Wendy mendengus kesal. Apa-apaan? Bagaimana mungkin hanya karena melihat Arthur dan Alice yang mungkin saja tak sengaja berpapasan di dinding kaca langsung membuat Edward berpikir dan menyimpulkan jika Alice terlibat sindikat. Menurut Wendy, kecurigaan Edward benar-benar bias, tidak memiliki dasar yang kuat. Wendy itu tipe orang yang tak suka menuduh tanpa bukti, jadi, selama belum ada bukti yang mampu memperlihatkan jika Alice benar-benar terlibat maka ia tak akan mencurigai ketua OSIS yang sangat ia segani itu.

"Kita tidak boleh sembarang menuduh jika belum ada bukti," sindir Wendy. "Jika kita salah langkah, kita bisa menimbulkan fitnah. Kamu tahu, 'kan, kalau fitnah itu lebih kejam daripada pembunuhan? Aku tidak mau masuk neraka karena memfitnah orang yang tidak bersalah."

Edward terdiam selama beberapa saat sambil mengusap-usap dagunya. Laki-laki itu berdeham sambil menatap Wendy dengan tajam. "Female is the source of ketapel," ujarnya dengan suara keras yang menggelegar memenuhi seluruh ruangan dapat gabungan itu.

"Ketua, mungkin yang kamu maksud adalah calamity? Bukan ketapel ...," celetuk anak buah Edward. Meski mengatakannya dengan wajah datar, sebenarnya ia sedang menahan tawanya. Memang Edward itu sedikit bodoh, namun selalu sok pintar, sok tahu, dan sok bijak.

Mendengar itu, dua anak buah Wendy saling menatap dan tertawa kecil sambil menggeleng-gelengkan kepalanya. Namun saat melihat tatapan Edward yang setajam pisau menyorot ke arah mereka, keduanya langsung terdiam dan kembali memasang wajah datar.

"Ya itulah. Sama saja!" jawab Edward. "Female is the source of calamity!" ujar Edward sekali lagi untuk mengoreksi kalimatnya yang salah tadi.

Dengan penuh percaya diri Wendy membalas, "Oh, calamity? Saya tahu, permen mint itu, 'kan?"

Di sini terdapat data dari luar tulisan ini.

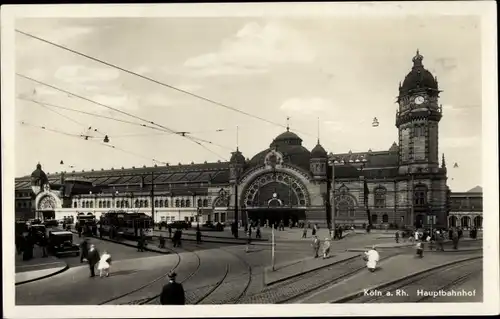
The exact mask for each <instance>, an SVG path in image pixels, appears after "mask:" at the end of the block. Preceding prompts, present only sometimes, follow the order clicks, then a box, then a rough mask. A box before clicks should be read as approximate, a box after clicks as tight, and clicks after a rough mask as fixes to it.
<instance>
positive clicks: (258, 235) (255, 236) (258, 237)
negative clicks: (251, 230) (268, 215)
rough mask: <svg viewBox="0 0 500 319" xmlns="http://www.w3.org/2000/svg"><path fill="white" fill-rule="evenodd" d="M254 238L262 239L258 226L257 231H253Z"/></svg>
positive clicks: (258, 227) (258, 225) (261, 236)
mask: <svg viewBox="0 0 500 319" xmlns="http://www.w3.org/2000/svg"><path fill="white" fill-rule="evenodd" d="M255 238H262V235H261V233H260V225H257V230H256V231H255Z"/></svg>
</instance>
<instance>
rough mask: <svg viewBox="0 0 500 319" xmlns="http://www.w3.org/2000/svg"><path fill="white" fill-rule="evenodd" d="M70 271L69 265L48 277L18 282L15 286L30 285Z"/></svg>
mask: <svg viewBox="0 0 500 319" xmlns="http://www.w3.org/2000/svg"><path fill="white" fill-rule="evenodd" d="M65 264H66V263H65ZM68 269H69V266H68V264H66V266H64V267H63V268H61V269H59V270H58V271H55V272H53V273H50V274H48V275H45V276H41V277H38V278H33V279H29V280H25V281H20V282H16V284H15V285H16V286H19V285H23V284H27V283H30V282H34V281H38V280H42V279H46V278H50V277H52V276H55V275H59V274H60V273H63V272H65V271H66V270H68Z"/></svg>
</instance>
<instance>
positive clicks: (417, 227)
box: [415, 214, 425, 228]
mask: <svg viewBox="0 0 500 319" xmlns="http://www.w3.org/2000/svg"><path fill="white" fill-rule="evenodd" d="M424 218H425V216H424V215H423V214H418V215H417V216H416V218H415V227H417V228H422V227H423V226H424V222H425V220H424Z"/></svg>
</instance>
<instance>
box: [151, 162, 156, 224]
mask: <svg viewBox="0 0 500 319" xmlns="http://www.w3.org/2000/svg"><path fill="white" fill-rule="evenodd" d="M151 218H153V228H154V224H155V184H154V173H153V172H152V171H151Z"/></svg>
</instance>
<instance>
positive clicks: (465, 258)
mask: <svg viewBox="0 0 500 319" xmlns="http://www.w3.org/2000/svg"><path fill="white" fill-rule="evenodd" d="M480 258H483V256H476V257H469V258H463V259H460V260H455V261H452V262H450V263H446V264H441V265H437V266H434V267H431V268H427V269H425V270H419V271H416V272H413V273H411V274H409V275H407V276H404V277H402V278H399V279H396V280H392V281H389V282H386V283H383V284H380V285H378V286H372V287H370V288H368V289H363V290H360V291H358V292H355V293H353V294H350V295H348V296H345V297H342V298H339V299H336V300H333V301H330V302H329V303H345V302H347V301H350V300H352V299H355V298H357V297H359V296H361V295H363V294H364V292H365V290H382V289H384V288H386V287H388V286H391V285H394V284H396V283H398V282H401V281H403V280H406V279H409V278H411V277H415V276H418V275H421V274H423V273H426V272H429V271H433V270H436V269H439V268H443V267H446V266H452V265H455V264H458V263H461V262H466V261H470V260H475V259H480Z"/></svg>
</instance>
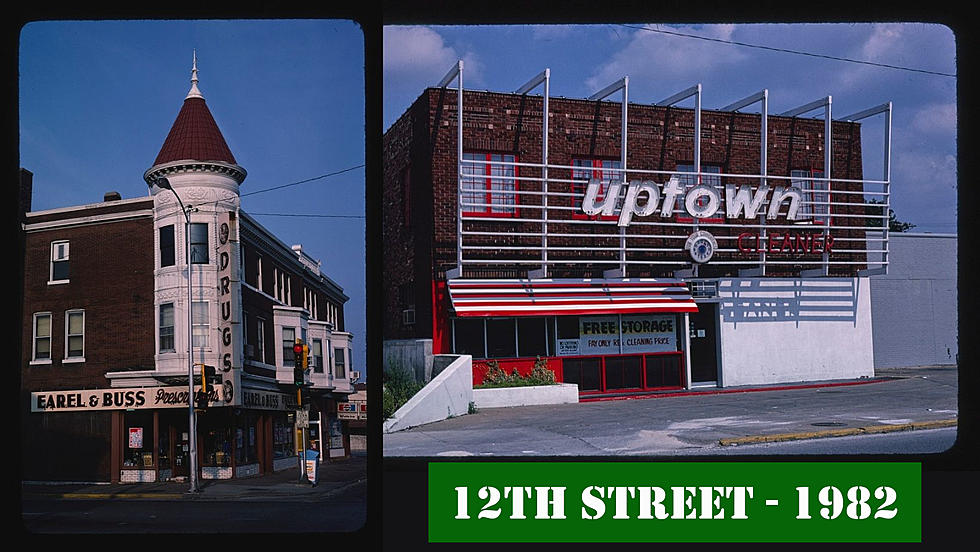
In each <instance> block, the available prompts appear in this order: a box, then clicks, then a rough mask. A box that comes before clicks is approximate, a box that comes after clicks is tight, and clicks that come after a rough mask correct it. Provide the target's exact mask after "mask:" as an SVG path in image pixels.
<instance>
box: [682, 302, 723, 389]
mask: <svg viewBox="0 0 980 552" xmlns="http://www.w3.org/2000/svg"><path fill="white" fill-rule="evenodd" d="M689 330H690V333H691V385H697V386H711V385H717V384H718V304H717V303H698V312H692V313H691V315H690V328H689Z"/></svg>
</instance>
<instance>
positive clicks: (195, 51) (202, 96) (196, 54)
mask: <svg viewBox="0 0 980 552" xmlns="http://www.w3.org/2000/svg"><path fill="white" fill-rule="evenodd" d="M187 98H201V99H202V100H203V99H204V95H203V94H201V91H200V90H198V88H197V49H195V50H194V65H193V66H192V67H191V89H190V91H189V92H188V93H187V97H186V98H184V99H185V100H186V99H187Z"/></svg>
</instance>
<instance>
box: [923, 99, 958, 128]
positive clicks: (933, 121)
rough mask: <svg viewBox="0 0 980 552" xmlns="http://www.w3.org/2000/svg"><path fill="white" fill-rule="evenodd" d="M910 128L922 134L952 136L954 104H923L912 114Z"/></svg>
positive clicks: (954, 104) (955, 123) (955, 112)
mask: <svg viewBox="0 0 980 552" xmlns="http://www.w3.org/2000/svg"><path fill="white" fill-rule="evenodd" d="M912 130H913V131H915V132H918V133H922V134H929V135H947V136H954V135H955V133H956V104H955V103H943V104H931V105H926V106H923V107H922V108H921V109H919V110H918V111H917V112H916V113H915V114H914V115H913V116H912Z"/></svg>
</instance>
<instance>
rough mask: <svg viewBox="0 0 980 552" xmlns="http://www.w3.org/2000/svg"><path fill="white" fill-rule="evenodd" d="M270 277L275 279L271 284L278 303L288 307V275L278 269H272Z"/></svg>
mask: <svg viewBox="0 0 980 552" xmlns="http://www.w3.org/2000/svg"><path fill="white" fill-rule="evenodd" d="M272 275H273V277H274V279H275V282H273V286H274V287H275V289H274V292H275V293H274V296H275V298H276V300H277V301H279V302H280V303H283V304H286V305H288V304H289V303H290V301H289V298H290V295H289V274H286V273H285V272H283V271H282V270H280V269H279V268H278V267H274V268H273V269H272Z"/></svg>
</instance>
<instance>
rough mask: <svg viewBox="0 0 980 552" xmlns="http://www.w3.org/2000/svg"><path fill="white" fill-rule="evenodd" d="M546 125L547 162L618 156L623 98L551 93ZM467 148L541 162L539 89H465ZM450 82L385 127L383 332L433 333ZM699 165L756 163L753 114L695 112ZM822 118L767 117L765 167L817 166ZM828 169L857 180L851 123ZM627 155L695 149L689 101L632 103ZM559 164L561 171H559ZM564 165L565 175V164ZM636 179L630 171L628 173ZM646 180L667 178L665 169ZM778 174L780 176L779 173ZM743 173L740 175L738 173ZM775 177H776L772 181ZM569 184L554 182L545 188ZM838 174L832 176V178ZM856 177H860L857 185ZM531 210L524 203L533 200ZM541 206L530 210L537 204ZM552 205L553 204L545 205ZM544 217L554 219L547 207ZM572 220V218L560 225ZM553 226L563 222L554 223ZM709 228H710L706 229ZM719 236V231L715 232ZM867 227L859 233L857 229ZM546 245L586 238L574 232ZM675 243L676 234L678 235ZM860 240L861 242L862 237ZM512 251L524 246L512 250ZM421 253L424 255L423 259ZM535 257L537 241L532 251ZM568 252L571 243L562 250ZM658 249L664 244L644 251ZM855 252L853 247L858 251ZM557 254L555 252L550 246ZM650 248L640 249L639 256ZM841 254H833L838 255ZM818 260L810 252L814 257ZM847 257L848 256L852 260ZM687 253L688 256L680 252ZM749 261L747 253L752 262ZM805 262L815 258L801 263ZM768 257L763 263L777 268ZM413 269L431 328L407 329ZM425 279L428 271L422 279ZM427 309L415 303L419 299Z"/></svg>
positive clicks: (861, 247) (860, 247) (683, 157)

'Apa hubungannya permen mint dengan sindikat sekolah?' tanya Wendy dalam hati. Ia sama sekali tak bisa menangkap maksud dari ucapan Edward dan anak buahnya. Padahal dari tadi mereka tak membicarakan tentang permen atau snacks, tapi mengapa Edward tiba-tiba menghubungkan permen mint dengan sindikat sekolah?

"Calamity itu artinya bencana, Bos. Bukan permen mint, permen cokelat, permen kopi, atau permen rujak!" celetuk salah satu anak buah Wendy karena gemas dengan otak ketuanya yang sedikit lemot.

Anak buah Wendy dan Edward menepuk jidat mereka. Tak habis pikir jika mereka menjadi anak buah dari bos-bos yang jauh lebih bodoh dibandingkan mereka. Kadang kala mereka juga berpikir jika Wendy dan Edward sebenarnya tidak layak menjadi ketua komite kedisiplinan dengan kecerdasan terbatas seperti itu. Sepertinya kepala sekolah memang sedang mabuk saat memilih ketua komite kedisiplinan sekolah!

Kedua orang itu sepertinya cocok jika disandingkan bersama. Mereka berdua selain sama-sama galak dan suka marah-marah, keduanya juga sama-sama bodoh dan sok tahu!